Umeå University, Faculty of Medicine, Department of Radiation Sciences, Oncology.
2010 (English)In: International Journal of Colorectal Disease, ISSN 0179-1958, E-ISSN 1432-1262, Vol. 25, no 6, 731-740 p.Article in journal (Refereed) Published
Abstract [en]

Identification of risk factors of poor oncological outcome in rectal cancer surgery is of utmost importance. This study examines the impact of incidental perforation on the oncological outcome. Using the Swedish Rectal Cancer Registry, patients were selected who received major abdominal surgery for rectal cancer between 1995 and 1997 with registered incidental perforation. A control group was also selected for analysis of the oncological outcome after 5-year follow-up. Multivariate analysis was performed. Registry data were validated, and additional data were supplemented from medical records. After validation and exclusion of non-radically operated patients, 118 patients with incidental perforation and 155 controls in TNM stages I-III were included in the analysis.

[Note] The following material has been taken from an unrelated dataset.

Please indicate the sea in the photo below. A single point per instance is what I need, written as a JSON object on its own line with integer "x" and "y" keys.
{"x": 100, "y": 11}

The rate of local recurrence (LR) [20% (23/118) vs. 8% (12/155) (p = 0.007)] was significantly higher among patients with perforation, whereas the rates of distant metastasis [27% (32/118) vs. 21% (33/155) (p = 0.33)] and overall recurrence (OAR) [35% (41/118) vs. 25% (38/155) (p = 0.087)] were not significantly different between the groups. Overall as well as cancer-specific 5-year survival rates were significantly reduced for the patients with perforation [44 vs. 64% (p = 0.002) and 66 vs. 80% (p = 0.026), respectively]. In the multivariate analysis, perforation was a significant risk factor of increased rates of LR and OAR as well as reduced 5-year overall and cancer-specific survival. Incidental perforation in rectal cancer surgery is an important risk factor of poor oncological outcome and should be considered in the discussion concerning postoperative adjuvant treatment as well as the follow-up regime.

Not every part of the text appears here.